Tuesday, June 2, 2009

Soda Bottle Compost

This week, we did another experiment having to do with bacteria and other microbes: a compost column. The purpose being to show how microbes in the soil break down old plants and turn it into fertilizer. A regular compost pile, like the one by our backyard vegetable garden, is made up of old leaves and grass cuttings. The documentary "Unseen Life on Earth" mentioned a town that was using a compost pile as its trash pile by burying it in microbe-rich soil. It could decompose all the trash in a couple of years and got up to temperatures of about 140 degrees Fahrenheit.



For our compost tube, we took some old soda bottles, cut them up to make the column, put food scraps in it, and left it for a few days to decompose. We changed the directions a little, but here is the link to the original instructions.

· 2 clear, plastic, 2-liter soda bottles, one with a cap

· Nylon netting or pantyhose

· Rubber band

· Push pin

· Metal skewer or nail

· Wide packing or masking tape

· Coffee filter - basket type

· Scissors and/or box cutter

· Soil

· Vegetable and fruit scraps

· Meat thermometer

· Waterproof marking pen

1. Rinse the soda bottles. Cut the first bottle around the middle. Set the bottom half aside.

2. Take the top half of the bottle and cut again where it widens out. DO NOT CUT ALL THE WAY AROUND. Leave a flap that will act as a hinge, so you can open the top. Set aside.

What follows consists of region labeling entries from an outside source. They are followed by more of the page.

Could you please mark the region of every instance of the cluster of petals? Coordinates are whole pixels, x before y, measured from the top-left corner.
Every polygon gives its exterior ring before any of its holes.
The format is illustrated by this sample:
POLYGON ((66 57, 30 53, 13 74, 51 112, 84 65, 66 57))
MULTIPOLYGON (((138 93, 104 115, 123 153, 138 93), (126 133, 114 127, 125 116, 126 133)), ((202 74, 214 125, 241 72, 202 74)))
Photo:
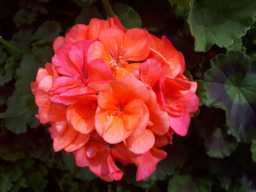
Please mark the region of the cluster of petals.
POLYGON ((187 134, 199 106, 182 53, 117 18, 74 26, 53 50, 31 90, 54 150, 106 181, 123 177, 116 161, 137 166, 136 180, 150 176, 167 155, 159 147, 187 134))

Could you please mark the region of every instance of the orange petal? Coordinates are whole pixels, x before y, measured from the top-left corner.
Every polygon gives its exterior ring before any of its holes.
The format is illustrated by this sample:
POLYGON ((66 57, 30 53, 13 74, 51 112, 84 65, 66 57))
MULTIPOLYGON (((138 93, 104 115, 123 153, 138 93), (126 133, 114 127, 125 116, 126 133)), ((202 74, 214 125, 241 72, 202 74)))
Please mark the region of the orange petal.
POLYGON ((121 52, 127 61, 143 61, 150 51, 148 33, 146 30, 132 28, 124 37, 124 43, 121 52))
POLYGON ((154 143, 154 136, 151 131, 146 129, 137 139, 129 142, 129 139, 126 140, 125 145, 129 150, 137 154, 142 154, 151 148, 154 143))
POLYGON ((156 58, 149 58, 140 66, 140 80, 151 88, 154 86, 162 73, 162 64, 156 58))
POLYGON ((102 29, 108 28, 108 26, 109 23, 107 20, 97 18, 91 19, 88 27, 88 39, 97 40, 99 32, 102 29))
POLYGON ((75 152, 75 159, 78 166, 85 167, 88 166, 88 158, 85 147, 81 147, 75 152))
POLYGON ((165 158, 167 153, 155 147, 152 147, 142 155, 140 162, 136 173, 136 181, 142 180, 149 177, 155 170, 159 161, 165 158))
POLYGON ((124 32, 121 29, 108 28, 99 33, 99 39, 106 46, 114 57, 117 57, 123 44, 124 36, 124 32))
POLYGON ((48 92, 48 91, 51 88, 52 85, 53 76, 47 75, 39 82, 38 88, 45 92, 48 92))
POLYGON ((107 64, 113 59, 106 46, 98 41, 94 42, 88 50, 87 62, 89 63, 96 58, 102 59, 107 64))
POLYGON ((50 123, 50 125, 58 131, 59 134, 61 136, 64 134, 64 133, 66 131, 66 128, 67 127, 67 121, 53 122, 50 123))
POLYGON ((53 41, 53 50, 54 53, 56 53, 58 49, 65 42, 65 37, 62 36, 58 37, 53 41))
POLYGON ((78 134, 72 141, 72 142, 65 147, 65 150, 67 152, 72 152, 79 150, 88 142, 90 134, 83 134, 80 133, 78 133, 78 134))
POLYGON ((154 134, 163 135, 170 128, 169 115, 167 112, 162 110, 159 105, 156 105, 149 111, 149 120, 153 126, 148 127, 154 134))
POLYGON ((120 80, 126 76, 136 76, 139 74, 140 63, 132 63, 126 64, 122 67, 117 67, 115 76, 116 80, 120 80))
POLYGON ((98 104, 102 109, 113 109, 120 104, 127 104, 135 99, 148 102, 148 91, 135 77, 127 77, 118 81, 110 82, 102 89, 98 96, 98 104))
POLYGON ((150 56, 157 58, 165 69, 165 74, 172 77, 176 77, 184 68, 184 60, 182 53, 177 51, 169 42, 150 35, 150 56), (165 67, 165 65, 167 65, 165 67))
POLYGON ((34 93, 34 98, 37 107, 42 107, 45 103, 49 101, 50 95, 44 91, 37 89, 34 93))
POLYGON ((71 105, 67 111, 67 118, 75 130, 89 134, 94 128, 97 96, 88 96, 71 105))
POLYGON ((107 142, 116 144, 127 139, 132 130, 125 128, 121 116, 112 116, 110 112, 98 107, 95 115, 95 128, 107 142))
POLYGON ((110 23, 110 27, 117 27, 124 32, 127 31, 127 29, 124 27, 118 17, 110 18, 108 22, 110 23))
POLYGON ((67 108, 65 105, 48 101, 40 108, 39 115, 48 121, 63 121, 66 120, 67 108))
POLYGON ((148 119, 148 107, 140 99, 132 100, 124 108, 123 121, 127 131, 145 129, 148 119))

3. Cut the bottom off the second bottle just above the curve. Discard the bottom.

4. Wrap the netting over the mouth of the bottle and fasten it below the neck with the rubber band.

5. Poke a hole in the top of the cap with the skewer or nail. If you heat the skewer over the stove you can melt a hole through the cap. Make it big enough to slip in the meat thermometer.

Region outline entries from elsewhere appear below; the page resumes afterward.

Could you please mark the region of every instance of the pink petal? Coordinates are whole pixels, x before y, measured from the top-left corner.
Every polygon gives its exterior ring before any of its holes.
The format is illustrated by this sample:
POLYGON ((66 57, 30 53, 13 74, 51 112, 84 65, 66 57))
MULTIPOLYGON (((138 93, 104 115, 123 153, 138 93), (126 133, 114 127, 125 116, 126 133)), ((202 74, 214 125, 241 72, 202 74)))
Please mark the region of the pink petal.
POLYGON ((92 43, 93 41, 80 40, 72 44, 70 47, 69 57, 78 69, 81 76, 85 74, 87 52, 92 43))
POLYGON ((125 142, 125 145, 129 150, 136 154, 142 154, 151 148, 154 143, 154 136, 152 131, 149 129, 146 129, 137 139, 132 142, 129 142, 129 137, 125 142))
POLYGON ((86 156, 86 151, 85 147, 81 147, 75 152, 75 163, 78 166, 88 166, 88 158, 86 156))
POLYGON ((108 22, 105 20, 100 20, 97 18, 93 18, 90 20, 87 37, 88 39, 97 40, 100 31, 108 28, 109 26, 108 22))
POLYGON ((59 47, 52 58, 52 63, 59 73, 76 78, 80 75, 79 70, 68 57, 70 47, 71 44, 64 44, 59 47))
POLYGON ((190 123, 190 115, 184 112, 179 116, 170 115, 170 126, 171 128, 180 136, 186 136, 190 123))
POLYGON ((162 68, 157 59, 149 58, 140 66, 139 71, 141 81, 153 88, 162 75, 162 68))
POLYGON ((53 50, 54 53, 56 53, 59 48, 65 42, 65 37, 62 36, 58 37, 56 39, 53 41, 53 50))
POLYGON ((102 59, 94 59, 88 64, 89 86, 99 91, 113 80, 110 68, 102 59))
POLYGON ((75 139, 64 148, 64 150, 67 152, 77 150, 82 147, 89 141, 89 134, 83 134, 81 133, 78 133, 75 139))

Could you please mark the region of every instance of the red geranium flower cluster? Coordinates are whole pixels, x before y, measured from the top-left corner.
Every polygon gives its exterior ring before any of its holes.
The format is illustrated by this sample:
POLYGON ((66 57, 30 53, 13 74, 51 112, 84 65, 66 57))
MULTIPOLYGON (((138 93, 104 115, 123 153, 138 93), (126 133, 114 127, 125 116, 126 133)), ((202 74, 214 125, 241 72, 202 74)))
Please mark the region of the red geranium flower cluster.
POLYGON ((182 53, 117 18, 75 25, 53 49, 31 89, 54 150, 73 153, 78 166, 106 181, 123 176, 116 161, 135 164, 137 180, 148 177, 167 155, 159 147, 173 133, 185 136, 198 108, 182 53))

6. With the push pin, poke holes in the second bottle all around the sides to allow air to flow into the column. Do the same with with the top of the first bottle.

7. Take the second bottle with the netting and set it upside-down inside the bottom of the first bottle. Place a coffee filter inside the upside-down bottle so it covers the opening.

8. Fit the top of the first bottle inside the upside-down bottle so they form a long column. You may need to cut small V-shapes in the edge of the inner bottle so it lies flat. Use clear packing tape inside and out to fasten the two bottles together. You may need to re-open some of the holes with the push pin.

9. Bend back the hinged top of the uppermost bottle. Fill the column with fruit and vegetable scraps. You can add any plant matter, including leaves from houseplants. Sprinkle some soil over the scraps, and shake or poke down so it’s evenly mixed. If it’s dry, add some water.

10. Close the hinged top and fasten with tape. Screw on the cap. Insert the meat thermometer. Mark the height of the material in the column with the pen, and write down the date.

11. Put the compost column in a place where it can be observed for several weeks without smelling up the house. Check it regularly to see if the height or temperature changes and to see what is happening to the plant material inside.